Bologna, Teatro Comunale Nouveau, Stagione Opera 2025
COSÌ FAN TUTTE
Dramma giocoso in due atti su libretto di Lorenzo Da Ponte
Musica di Wolfgang Amadeus Mozart
Fiordiligi MARIANGELA SICILIA
Dorabella FRANCESCA DI SAURO
Guglielmo VITO PRIANTE
Ferrando MARCO CIAPONI
Despina GIULIA MAZZOLA
Don Alfonso NAHUEL DI PIERRO
Orchestra e Coro del Teatro Comunale di Bologna
Direttore Martijn Dendievel
Maestro del Coro Gea Garatti Ansini
Regia e scene Alessandro Talevi
Costumi Stefania Scaraggi
Luci Teresa Nagel
Video Marco Grassivaro
Regista assistente e coreografo Danilo Rubeca
Maestro del Fortepiano Nicoletta Mezzini
Bologna, 25 maggio 2025
Dulcis in fundo: Così fan tutte chiude la felice trilogia Mozart-Da Ponte e Dendievel-Talevi. Un’opera dal soggetto, caso raro, originale: ma intrisa, e ai massimi livelli, di letteratura, in un sofisticato intrico di citazioni e ammiccamenti letterario-filosofici, tal da trovare un possibile termine di paragone, forse, nel solo Rosenkavalier.
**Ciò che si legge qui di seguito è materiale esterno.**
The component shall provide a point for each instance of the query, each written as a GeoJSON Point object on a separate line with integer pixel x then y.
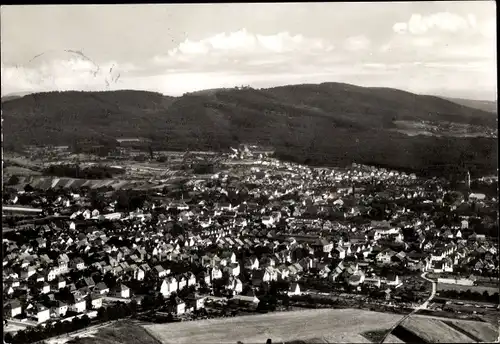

Le dame ferraresi (dal nome della prima Fiordiligi, Adriana Ferrarese, però veneziana) si portano dietro gli ovvî Orlandi di Boiardo e d’Ariosto. Fiordiligi, in ambo i poemi, è la sposa fedele di Brandimarte. Doralice, pur presente in entrambi, è nel Furioso inizialmente promessa a Rodomonte, poi però amante di Mandricardo, almeno finché questi non viene ucciso da Ruggiero: «per lei buono era vivo Mandricardo: / ma che ne volea far dopo la morte?» (XXX). Ecco l’antenata di Dorabella, secondo la quale «Tra un ben certo, e un incerto, / c’è sempre un gran divario!».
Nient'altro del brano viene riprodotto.